Можно рискнуть. Ведь узнаешь так много!
Хорошенько поразмыслив, Чуда присела, набила, сколько могла, золота в карманы и со всех ног пустилась к воротам.
84. Финансовый коллапс
Балур глядел, чувствуя, как напрягаются мышцы на щеках и лбу, натягивается кожа, расширяются щелястые зрачки. А глаза лезли наружу, испытывали глазницы на прочность, чтобы соответствовать выражению несказанного ужаса на лице.
Впереди один за другим садились на тусклую выжженную траву равнины драконы Консорциума. От каждого содрогалась земля. Твари встали вокруг пылающих фургонов.
Вокруг могил Летти и Билла.
Внутри Балура словно разодрали что-то большое и важное. Боль, отчаяние, горе, ненависть смешивались, ломались, разрывали нутро. Он захотел упасть на колени, дико завыть в ночь, броситься вперед, врубиться в драконов, вырвать их сердца и напиться крови, сгореть в их пламени, стать живым погребальным факелом на тризне по Летти.
Медленно, кусок за куском, фургоны развалились. Отпал кусок обшивки. Сложилось колесо. Наконец-то переломилась ось. Фургон осел наземь. Крыша просела, свалилась. Рухнули пылающие стены.

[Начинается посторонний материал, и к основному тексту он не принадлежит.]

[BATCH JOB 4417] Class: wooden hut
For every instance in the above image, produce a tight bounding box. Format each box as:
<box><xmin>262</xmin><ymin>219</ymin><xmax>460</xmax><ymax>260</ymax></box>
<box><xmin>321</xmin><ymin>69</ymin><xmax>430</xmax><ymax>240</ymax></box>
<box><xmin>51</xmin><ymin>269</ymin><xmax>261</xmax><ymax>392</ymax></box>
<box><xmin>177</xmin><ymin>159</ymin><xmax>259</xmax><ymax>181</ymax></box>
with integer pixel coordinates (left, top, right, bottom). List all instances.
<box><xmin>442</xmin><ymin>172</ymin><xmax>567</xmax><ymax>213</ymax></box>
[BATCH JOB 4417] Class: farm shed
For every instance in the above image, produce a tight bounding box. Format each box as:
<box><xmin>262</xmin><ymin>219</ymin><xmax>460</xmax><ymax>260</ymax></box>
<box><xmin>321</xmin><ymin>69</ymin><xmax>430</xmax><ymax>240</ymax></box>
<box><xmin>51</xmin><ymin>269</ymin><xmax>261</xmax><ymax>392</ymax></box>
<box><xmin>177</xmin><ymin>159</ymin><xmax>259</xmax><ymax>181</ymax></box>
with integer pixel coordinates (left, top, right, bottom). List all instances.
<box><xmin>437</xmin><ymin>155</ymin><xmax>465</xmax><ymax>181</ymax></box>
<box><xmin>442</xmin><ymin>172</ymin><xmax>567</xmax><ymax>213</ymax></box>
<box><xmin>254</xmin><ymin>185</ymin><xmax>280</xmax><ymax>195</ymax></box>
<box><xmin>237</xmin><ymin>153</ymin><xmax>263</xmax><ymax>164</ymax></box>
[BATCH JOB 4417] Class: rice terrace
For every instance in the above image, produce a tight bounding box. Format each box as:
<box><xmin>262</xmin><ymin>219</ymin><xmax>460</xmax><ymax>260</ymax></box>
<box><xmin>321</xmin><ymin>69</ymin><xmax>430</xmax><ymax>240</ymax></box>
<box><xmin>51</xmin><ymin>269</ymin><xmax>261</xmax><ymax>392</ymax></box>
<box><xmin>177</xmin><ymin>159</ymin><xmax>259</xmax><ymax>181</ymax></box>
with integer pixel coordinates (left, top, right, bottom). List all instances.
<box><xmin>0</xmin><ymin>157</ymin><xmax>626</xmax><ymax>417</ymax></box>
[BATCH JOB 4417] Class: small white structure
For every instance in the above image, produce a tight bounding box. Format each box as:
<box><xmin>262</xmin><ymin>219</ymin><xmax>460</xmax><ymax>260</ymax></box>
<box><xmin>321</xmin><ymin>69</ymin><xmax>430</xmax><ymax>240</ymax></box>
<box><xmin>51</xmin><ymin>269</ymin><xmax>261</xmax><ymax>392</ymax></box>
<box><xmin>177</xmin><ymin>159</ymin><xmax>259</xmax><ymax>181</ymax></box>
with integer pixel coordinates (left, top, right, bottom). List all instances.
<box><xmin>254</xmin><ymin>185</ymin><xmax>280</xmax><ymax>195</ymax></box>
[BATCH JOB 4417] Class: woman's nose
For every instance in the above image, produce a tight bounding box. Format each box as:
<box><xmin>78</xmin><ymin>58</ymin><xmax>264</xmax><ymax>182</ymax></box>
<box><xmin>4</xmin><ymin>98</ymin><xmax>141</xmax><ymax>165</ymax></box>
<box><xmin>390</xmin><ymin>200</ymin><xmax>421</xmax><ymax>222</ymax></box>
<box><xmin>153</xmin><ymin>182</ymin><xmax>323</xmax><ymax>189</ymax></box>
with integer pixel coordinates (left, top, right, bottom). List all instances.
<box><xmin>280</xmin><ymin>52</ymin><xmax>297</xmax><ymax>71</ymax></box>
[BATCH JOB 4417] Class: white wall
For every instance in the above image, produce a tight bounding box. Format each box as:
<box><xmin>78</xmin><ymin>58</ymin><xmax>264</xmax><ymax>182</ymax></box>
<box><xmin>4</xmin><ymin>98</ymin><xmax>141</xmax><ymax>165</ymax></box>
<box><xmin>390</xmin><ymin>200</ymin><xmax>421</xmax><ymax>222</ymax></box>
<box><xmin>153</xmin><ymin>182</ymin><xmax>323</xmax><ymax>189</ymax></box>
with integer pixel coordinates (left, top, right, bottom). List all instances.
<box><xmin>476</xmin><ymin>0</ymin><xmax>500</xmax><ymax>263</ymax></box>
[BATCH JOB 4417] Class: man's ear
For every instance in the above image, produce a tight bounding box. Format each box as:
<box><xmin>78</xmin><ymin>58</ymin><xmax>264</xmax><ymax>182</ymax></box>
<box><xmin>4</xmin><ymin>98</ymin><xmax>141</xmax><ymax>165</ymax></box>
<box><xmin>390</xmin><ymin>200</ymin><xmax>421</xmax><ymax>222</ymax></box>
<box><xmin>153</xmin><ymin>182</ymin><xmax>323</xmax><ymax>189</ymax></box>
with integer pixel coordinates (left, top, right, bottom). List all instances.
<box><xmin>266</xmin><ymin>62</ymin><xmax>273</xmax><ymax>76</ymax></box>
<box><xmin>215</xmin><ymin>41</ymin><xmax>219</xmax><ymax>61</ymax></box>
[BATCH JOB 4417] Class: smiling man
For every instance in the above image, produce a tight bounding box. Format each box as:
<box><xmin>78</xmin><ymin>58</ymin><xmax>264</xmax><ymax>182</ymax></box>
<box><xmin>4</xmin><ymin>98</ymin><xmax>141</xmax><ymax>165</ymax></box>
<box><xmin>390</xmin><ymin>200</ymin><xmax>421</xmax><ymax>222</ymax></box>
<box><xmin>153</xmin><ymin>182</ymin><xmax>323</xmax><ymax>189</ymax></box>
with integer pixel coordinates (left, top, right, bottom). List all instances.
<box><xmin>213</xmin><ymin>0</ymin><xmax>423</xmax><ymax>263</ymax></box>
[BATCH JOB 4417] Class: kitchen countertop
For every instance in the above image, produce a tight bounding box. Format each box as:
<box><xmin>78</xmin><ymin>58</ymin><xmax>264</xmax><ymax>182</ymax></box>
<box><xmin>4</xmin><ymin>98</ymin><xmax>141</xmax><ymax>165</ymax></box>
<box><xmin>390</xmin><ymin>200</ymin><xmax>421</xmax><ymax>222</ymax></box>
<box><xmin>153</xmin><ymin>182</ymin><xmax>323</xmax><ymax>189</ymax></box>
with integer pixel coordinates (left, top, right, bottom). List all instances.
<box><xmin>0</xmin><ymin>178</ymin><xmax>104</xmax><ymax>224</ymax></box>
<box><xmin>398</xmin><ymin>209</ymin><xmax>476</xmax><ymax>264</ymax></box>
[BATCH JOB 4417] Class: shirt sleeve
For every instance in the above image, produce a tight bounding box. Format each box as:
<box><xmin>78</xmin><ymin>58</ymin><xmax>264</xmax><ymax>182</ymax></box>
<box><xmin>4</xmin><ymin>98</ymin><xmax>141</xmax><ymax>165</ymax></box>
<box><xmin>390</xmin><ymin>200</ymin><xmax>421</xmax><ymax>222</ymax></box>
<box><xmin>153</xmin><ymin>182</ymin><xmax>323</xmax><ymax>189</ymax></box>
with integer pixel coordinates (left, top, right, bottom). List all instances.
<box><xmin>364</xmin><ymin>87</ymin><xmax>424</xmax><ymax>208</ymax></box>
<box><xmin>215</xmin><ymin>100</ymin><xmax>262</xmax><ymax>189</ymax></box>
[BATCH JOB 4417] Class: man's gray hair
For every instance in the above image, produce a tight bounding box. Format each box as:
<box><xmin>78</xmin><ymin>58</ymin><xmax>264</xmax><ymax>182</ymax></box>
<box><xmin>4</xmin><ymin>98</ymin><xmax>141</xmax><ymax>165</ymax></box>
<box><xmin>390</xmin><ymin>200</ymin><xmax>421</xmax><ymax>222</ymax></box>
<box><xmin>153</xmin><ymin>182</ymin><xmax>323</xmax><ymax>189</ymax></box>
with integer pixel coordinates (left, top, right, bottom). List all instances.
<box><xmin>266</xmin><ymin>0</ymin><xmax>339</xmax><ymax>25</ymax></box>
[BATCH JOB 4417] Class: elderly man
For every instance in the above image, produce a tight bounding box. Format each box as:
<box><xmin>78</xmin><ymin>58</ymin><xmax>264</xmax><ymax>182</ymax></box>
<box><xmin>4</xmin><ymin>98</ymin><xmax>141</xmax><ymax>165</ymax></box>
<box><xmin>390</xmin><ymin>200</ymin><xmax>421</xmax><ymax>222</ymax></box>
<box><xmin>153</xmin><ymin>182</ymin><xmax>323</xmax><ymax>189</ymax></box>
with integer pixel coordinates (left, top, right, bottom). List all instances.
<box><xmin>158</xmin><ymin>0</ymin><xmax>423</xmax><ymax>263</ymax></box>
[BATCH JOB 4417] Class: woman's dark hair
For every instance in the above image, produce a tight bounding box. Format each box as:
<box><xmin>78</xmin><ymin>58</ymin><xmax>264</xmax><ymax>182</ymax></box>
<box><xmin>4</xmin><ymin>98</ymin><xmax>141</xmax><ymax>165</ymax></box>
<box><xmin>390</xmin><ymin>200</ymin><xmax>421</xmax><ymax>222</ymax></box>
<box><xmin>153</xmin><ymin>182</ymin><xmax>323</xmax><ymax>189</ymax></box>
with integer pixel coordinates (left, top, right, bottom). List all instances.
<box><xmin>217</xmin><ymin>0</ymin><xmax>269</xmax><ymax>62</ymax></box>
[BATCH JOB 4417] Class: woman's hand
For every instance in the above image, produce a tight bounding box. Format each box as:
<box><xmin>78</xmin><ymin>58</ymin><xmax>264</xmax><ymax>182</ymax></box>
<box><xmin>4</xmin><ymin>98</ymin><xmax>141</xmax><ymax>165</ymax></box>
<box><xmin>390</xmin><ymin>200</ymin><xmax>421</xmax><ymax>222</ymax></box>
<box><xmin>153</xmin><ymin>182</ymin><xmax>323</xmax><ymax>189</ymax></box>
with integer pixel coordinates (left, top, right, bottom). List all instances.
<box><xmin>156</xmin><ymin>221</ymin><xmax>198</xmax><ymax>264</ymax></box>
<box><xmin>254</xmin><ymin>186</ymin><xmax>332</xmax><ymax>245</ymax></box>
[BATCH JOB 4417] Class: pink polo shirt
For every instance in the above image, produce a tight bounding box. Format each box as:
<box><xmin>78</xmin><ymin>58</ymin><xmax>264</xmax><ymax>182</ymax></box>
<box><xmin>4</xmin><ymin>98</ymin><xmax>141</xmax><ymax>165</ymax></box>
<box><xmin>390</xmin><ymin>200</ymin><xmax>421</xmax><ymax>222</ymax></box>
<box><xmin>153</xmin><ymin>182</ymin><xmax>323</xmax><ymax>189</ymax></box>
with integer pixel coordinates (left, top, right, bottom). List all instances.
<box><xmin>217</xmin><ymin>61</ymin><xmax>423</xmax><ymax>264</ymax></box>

Огонь был ярким — трещащее желто-белое сияние. На него тяжело было глядеть в ночной темноте, тяжелой и душной из-за дыма, извергнутого Пастью преисподней. Пламя ярко освещало драконов. Их животы блестели, мерцали дергающиеся шеи. Сцену осветили с предельной ясностью.
И потому все увидели: едва развалились стены фургона, в ночь посыпались не золотые монеты, не готовое к выплате жалованье, не сверкающие среди пламени самоцветы.
На землю падали тусклые слитки свинца.
Шестьдесят тысяч человек разом вдохнули. И выдохнули — так слитно и мощно, что заколебалось пламя. Кажется, охнули даже драконы.
И тут, безразличный к всеобщему вниманию, развалился второй фургон.
Покатились свинцовые чушки.
Балур сконфузился. Какая бессмыслица! С чего драконам платить своим солдатам свинцом?
Но озабоченность его быстро затерялась в лютой войне между горем и ненавистью.
В армии Консорциума поднялся гомон. Там и сям закричали. Все больше и сильнее. В криках зазвучал гнев.